On Fri, 27 Jun 2014, Jan Cholasta wrote:
>On 27.6.2014 10:58, Alexander Bokovoy wrote:
>>On Fri, 27 Jun 2014, Jan Cholasta wrote:
>>>On 27.6.2014 10:29, Alexander Bokovoy wrote:
>>>>On Fri, 27 Jun 2014, Jan Cholasta wrote:
>>>>>On 27.6.2014 10:15, Alexander Bokovoy wrote:
>>>>>>On Fri, 20 Jun 2014, Martin Basti wrote:
>>>>>>>On Fri, 2014-06-20 at 10:32 +0200, Jan Cholasta wrote:
>>>>>>>>On 18.6.2014 16:49, Martin Basti wrote:
>>>>>>>>>Due to compability with older versions, only IDNA domains should be
>>>>>>>>>checked
>>>>>>>>>Patch attached.
>>>>>>>>
>>>>>>>>I'm not particularly happy about the u'\xdf' special case. Isn't
>>>>>>>>there a
>>>>>>>>better way to do this check?
>>>>>>>I cant find better way. u'\xdf' is mapped to ss, and ss is not IDN
>>>>>>>string.
>>>>>>>
>>>>>>>Or just remove this validation.
>>>>>>>
>>>>>>>>(BTW I really think this should be a warning, not an error, but that
>>>>>>>>would require larger amount of work, so I guess it's OK for now.)

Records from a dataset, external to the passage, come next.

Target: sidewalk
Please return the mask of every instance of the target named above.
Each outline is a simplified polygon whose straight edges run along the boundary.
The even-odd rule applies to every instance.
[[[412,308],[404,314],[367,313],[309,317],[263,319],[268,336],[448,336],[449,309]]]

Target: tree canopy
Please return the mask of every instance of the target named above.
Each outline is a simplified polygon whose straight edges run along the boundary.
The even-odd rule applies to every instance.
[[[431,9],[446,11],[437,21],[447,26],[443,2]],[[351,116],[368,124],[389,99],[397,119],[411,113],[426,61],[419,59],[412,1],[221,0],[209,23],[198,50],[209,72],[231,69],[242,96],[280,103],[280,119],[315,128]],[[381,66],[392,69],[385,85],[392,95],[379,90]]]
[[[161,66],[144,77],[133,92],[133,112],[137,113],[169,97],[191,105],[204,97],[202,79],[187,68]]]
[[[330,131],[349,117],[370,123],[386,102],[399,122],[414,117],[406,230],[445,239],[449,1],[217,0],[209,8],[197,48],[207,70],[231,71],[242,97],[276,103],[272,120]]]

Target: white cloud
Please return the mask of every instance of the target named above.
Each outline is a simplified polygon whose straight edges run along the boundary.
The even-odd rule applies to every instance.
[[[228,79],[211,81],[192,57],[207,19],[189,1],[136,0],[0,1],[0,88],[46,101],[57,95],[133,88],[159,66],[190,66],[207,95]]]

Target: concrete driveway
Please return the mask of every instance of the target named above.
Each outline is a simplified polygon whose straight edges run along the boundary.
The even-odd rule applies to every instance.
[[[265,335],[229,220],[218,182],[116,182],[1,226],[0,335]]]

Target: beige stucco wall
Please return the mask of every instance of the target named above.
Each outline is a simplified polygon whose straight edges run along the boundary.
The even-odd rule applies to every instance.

>>>>>>>(More pain than gain)
>>>>>>Main thing in this patch is that the check should not be done against
>>>>>>non-IDN strings. I want this version of the patch to go in for that
>>>>>>reason as currently you cannot even complete ipa-adtrust-install
>>>>>>run due
>>>>>>to IDN normalisation check being applied to non-IDN domains.
>>>>>
>>>>>On non-IDN domains, the only effect of IDN normalization is that it
>>>>>lower-cases the names (right?), so the check should compare
>>>>>lower-cased original name with the normalized name, instead of
>>>>>special-casing certain characters etc.

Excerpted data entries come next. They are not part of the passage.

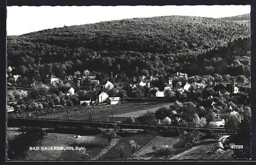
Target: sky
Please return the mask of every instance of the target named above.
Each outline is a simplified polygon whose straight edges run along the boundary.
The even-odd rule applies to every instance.
[[[7,7],[8,36],[20,35],[64,25],[133,18],[183,15],[220,18],[250,13],[249,5]]]

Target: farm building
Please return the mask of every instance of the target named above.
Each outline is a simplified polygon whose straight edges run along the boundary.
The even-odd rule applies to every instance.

>>>>.. what's the reason to do such comparison then? lower-cased non-IDN
>>>>name will be equal to lower-cased normalized non-IDN name by definition,
>>>>so the check is not needed in this case, at all.
>>>
>>>The point is that it works for both IDN and non-IDN, without
>>>u'\xdf'-style hacks.
>>No, your proposal of comparing low-cased value and normalized value is
>>not going to work because low-cased value is in general not equal to
>>normalized value for IDN names, only for non-IDN ones, due to the fact
>>that lower case for non-ASCII Unicode character may map to a completely
>>different character than in normalization situation. Take, for example,
>>Turkish alphabet where there are six letters with different case rules
>>(uppercase dotted i, dottless lowercase i, upper- and lowercase G with
>>breve accent, and upper- and lowercase S with cedilla), which will break
>>your generalized check.
>>So you'll anyway will need to split these cases.
>>
>
>I see.
>
>I'm still not comfortable with carrying the bit of knowledge about
>u'\xdf' in this particular spot. Can we check that a name is IDN some
>other way than "domain_name.is_idn() or u'\xdf' in value"?
Attached patch works for me. Note that nameprep() use should be
per-label, not the whole DNS name, and we can use
encodings.idna.ToASCII() per lable to check if the label is IDN. If any
of the label is IDN, we force strict check.